Et saint Paul ne marche pas sur 4 chemins pour faire comprendre aux Romains que, le contenu de la bonne nouvelle dont il est apôtre, concerne Jésus Christ né de la vierge Marie, qui a souffert et mort, pour ressusciter et devenir le roi sans armées, pour porter le nom qui est au-dessus de tout nom. Lui le signe par excellence de Dieu.
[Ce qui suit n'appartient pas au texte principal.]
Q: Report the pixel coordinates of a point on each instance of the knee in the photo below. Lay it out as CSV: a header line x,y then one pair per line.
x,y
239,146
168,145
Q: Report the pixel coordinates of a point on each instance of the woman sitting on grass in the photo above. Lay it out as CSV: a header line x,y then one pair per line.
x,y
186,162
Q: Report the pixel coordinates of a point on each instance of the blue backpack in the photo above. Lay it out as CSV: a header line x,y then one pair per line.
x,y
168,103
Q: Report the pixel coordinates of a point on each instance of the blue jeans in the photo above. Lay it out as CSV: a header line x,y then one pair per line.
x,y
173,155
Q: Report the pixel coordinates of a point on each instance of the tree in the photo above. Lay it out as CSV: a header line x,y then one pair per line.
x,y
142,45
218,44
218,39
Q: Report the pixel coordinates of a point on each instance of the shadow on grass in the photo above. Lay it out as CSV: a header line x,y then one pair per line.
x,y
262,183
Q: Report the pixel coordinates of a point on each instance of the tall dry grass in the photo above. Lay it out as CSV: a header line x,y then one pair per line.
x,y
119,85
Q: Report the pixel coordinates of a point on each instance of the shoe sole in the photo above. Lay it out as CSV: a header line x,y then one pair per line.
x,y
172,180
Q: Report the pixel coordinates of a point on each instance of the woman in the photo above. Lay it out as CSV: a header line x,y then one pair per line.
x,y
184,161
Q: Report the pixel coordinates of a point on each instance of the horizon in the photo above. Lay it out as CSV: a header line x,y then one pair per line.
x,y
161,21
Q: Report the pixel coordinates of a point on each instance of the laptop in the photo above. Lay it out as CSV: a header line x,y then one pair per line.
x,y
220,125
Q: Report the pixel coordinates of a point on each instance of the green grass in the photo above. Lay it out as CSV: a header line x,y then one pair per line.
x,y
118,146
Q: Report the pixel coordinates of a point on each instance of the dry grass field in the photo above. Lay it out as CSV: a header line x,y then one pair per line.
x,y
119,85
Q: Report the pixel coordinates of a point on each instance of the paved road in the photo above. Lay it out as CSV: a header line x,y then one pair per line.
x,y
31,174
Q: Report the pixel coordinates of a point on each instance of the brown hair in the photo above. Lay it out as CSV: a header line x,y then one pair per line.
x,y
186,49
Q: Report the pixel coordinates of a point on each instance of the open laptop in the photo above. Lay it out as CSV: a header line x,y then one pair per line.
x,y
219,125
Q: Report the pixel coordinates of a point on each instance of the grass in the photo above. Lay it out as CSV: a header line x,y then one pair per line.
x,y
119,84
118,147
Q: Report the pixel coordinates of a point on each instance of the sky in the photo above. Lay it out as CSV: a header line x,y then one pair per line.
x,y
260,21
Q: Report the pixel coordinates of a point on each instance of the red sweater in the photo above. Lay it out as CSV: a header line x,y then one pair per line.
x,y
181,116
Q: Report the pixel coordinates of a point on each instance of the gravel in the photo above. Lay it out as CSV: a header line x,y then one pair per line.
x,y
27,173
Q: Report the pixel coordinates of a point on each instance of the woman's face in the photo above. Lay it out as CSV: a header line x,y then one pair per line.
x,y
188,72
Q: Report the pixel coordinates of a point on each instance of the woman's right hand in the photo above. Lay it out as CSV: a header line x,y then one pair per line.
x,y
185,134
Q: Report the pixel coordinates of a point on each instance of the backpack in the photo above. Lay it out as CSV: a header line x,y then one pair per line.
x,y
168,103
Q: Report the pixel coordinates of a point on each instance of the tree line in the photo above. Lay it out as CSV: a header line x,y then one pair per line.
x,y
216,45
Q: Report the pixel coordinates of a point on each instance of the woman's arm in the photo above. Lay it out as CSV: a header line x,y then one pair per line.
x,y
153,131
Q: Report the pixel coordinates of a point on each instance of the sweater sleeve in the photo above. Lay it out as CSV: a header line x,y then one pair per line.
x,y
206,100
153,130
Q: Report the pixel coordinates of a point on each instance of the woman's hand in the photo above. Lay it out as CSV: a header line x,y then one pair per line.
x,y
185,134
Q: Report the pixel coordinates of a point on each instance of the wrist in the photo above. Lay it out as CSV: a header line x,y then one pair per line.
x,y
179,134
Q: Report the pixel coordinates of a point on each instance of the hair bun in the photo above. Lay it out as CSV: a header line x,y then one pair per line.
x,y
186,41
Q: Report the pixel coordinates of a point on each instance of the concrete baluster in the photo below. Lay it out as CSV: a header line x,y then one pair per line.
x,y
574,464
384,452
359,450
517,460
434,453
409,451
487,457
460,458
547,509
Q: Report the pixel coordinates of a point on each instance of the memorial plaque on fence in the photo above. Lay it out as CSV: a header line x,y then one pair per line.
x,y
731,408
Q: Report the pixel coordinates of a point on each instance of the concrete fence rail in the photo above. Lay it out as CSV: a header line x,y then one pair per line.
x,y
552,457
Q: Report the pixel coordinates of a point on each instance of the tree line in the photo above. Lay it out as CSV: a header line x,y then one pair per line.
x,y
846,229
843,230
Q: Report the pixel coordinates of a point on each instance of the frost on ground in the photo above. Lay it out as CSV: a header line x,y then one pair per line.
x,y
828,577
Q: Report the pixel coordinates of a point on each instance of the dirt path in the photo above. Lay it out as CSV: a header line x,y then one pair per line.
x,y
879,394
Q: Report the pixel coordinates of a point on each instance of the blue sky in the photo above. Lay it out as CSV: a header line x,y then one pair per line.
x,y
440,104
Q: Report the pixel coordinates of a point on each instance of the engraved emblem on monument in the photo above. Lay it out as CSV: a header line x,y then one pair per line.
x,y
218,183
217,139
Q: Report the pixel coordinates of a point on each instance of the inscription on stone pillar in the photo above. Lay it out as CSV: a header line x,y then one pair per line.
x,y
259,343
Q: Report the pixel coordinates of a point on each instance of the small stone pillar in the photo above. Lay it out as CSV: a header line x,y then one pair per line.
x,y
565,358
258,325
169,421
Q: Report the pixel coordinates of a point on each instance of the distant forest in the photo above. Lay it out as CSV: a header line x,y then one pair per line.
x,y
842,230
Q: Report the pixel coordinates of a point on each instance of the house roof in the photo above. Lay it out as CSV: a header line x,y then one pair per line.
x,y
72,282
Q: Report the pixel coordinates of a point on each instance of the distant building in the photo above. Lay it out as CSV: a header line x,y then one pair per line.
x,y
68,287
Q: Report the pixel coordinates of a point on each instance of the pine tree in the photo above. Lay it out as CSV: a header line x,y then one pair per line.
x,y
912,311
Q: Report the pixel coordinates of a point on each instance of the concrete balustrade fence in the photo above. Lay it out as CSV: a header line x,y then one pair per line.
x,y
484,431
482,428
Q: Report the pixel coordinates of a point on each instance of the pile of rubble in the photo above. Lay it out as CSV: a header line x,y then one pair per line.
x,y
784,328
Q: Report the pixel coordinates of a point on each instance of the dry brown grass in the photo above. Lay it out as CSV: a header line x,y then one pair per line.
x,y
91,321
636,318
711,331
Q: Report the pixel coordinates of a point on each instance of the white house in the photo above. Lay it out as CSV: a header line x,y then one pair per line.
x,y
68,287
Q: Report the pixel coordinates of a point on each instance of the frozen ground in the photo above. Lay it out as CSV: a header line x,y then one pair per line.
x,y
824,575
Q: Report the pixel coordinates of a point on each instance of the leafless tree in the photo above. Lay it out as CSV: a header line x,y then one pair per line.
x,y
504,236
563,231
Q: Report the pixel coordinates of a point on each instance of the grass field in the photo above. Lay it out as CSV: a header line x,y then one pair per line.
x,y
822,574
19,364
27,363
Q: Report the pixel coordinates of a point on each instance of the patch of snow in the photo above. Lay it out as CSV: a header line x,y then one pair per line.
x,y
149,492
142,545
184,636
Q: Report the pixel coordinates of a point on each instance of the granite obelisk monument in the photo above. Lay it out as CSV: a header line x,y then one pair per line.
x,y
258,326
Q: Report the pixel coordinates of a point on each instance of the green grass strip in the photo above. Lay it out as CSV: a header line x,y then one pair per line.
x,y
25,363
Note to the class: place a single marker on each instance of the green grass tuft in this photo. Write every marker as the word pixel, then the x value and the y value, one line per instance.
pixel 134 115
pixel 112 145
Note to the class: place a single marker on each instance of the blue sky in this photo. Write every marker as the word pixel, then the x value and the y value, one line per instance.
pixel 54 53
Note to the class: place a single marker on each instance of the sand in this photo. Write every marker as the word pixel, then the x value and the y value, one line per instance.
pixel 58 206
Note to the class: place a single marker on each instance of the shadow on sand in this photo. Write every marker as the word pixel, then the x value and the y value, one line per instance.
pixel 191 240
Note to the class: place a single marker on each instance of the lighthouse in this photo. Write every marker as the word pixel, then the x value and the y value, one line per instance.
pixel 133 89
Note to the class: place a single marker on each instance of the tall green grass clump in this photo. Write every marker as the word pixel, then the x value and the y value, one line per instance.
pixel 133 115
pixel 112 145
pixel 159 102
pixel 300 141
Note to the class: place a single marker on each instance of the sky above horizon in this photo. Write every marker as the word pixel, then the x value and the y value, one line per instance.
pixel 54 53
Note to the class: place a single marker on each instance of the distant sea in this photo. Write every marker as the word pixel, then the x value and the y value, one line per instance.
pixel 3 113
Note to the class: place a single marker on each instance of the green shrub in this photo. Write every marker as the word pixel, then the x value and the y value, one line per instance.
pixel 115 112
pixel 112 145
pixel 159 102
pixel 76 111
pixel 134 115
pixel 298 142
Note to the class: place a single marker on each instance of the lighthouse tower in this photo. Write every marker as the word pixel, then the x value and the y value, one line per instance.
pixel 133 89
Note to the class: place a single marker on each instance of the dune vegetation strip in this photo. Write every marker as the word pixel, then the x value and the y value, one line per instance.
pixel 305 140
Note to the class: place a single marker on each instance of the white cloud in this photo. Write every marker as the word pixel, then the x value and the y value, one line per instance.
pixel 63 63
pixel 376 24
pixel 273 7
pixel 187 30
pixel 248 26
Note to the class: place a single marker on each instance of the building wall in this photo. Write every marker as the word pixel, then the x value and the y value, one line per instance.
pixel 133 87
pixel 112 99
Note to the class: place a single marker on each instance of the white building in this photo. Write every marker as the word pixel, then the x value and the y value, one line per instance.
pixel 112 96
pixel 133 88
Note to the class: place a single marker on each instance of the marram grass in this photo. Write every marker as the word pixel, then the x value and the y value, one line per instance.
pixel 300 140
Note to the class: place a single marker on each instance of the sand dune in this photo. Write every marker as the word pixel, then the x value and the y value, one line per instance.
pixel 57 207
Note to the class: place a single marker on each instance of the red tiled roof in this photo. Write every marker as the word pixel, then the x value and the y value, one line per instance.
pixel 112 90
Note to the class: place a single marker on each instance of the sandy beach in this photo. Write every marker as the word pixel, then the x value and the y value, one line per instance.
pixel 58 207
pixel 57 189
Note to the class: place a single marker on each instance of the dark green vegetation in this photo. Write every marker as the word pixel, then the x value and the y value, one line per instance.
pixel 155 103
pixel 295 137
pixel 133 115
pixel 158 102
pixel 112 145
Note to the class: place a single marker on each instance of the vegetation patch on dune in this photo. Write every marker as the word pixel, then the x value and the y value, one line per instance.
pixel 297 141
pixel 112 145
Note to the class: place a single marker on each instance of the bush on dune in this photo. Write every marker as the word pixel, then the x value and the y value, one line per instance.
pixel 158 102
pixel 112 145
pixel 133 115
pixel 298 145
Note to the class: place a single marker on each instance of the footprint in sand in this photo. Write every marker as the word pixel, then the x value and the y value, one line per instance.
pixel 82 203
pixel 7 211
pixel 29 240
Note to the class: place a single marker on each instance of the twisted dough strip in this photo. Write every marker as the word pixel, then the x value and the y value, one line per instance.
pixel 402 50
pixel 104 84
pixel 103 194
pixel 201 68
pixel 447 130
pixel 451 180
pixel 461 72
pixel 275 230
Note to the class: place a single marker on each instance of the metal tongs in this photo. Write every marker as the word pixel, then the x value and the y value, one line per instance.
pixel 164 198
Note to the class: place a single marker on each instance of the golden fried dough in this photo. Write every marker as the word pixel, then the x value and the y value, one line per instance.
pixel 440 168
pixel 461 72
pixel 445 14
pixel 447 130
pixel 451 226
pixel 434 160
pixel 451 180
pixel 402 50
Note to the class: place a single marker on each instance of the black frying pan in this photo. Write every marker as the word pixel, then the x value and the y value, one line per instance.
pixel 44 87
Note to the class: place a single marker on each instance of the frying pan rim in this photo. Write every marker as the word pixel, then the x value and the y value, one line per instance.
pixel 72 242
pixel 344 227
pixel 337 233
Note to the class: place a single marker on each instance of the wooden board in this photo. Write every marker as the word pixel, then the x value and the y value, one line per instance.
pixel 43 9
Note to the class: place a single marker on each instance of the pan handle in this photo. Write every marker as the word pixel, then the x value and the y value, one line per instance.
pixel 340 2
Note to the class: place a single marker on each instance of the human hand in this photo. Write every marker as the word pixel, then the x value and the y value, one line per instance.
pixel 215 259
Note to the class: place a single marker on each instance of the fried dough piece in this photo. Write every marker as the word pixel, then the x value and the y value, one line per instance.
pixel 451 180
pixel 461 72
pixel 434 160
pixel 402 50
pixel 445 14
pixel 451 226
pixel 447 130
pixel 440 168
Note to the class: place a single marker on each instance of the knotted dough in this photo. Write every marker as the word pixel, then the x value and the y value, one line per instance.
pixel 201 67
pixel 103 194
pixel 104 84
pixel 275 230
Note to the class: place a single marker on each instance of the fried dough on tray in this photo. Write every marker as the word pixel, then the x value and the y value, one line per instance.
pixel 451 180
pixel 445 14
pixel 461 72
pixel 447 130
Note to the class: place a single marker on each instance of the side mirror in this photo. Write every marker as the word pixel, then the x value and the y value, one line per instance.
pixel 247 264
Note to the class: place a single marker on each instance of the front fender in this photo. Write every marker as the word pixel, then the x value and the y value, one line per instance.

Ainsi, nous pourrons nous demander, quel est le contenu de notre message au peuple de Dieu, nous qui sommes apôtre aujourd’hui. Annonçons-nous le Christ ressuscité, le fils du Père qui est né avant tous les siècles, ou bien nous avons déjà déplacé le débat pour remplacer dans notre évangile l’annonce de nos propres problèmes et situation de notre vie ?
Le constat est amer reconnaissons-le; en demandant un signe à Jésus, les juifs ne reconnaissent pas le Christ comme le signe par excellence de tout le signe qui viendraient de Dieu. L’accomplissement même de la bonne nouvelle.
Oui, nous aussi, il nous arrive peut être, devant les problèmes qui nous accompagnent chaque jour de chercher des signes ostentatoires de la présence de Jésus dans notre vie. On veut des miracles pittoresques et sensationnels, très loin de nous alors que le Seigneur est là et marche avec nous, même pendant nos moments de distraction.
Est-ce que sommes-nous conscients qu’avec le Christ que nous avons chaque jour dans nos prières, surtout dans l’eucharistie, que nous touchons avec nos propres mains et que nous mangeons dans notre bouche, comme ce singe visible de la présence de Dieu pour nous et pour notre Salut?
Que le Seigneur nous accorde la grâce de voir en Lui ce meilleur et merveilleux signe salvifique de notre vie comme chrétiens.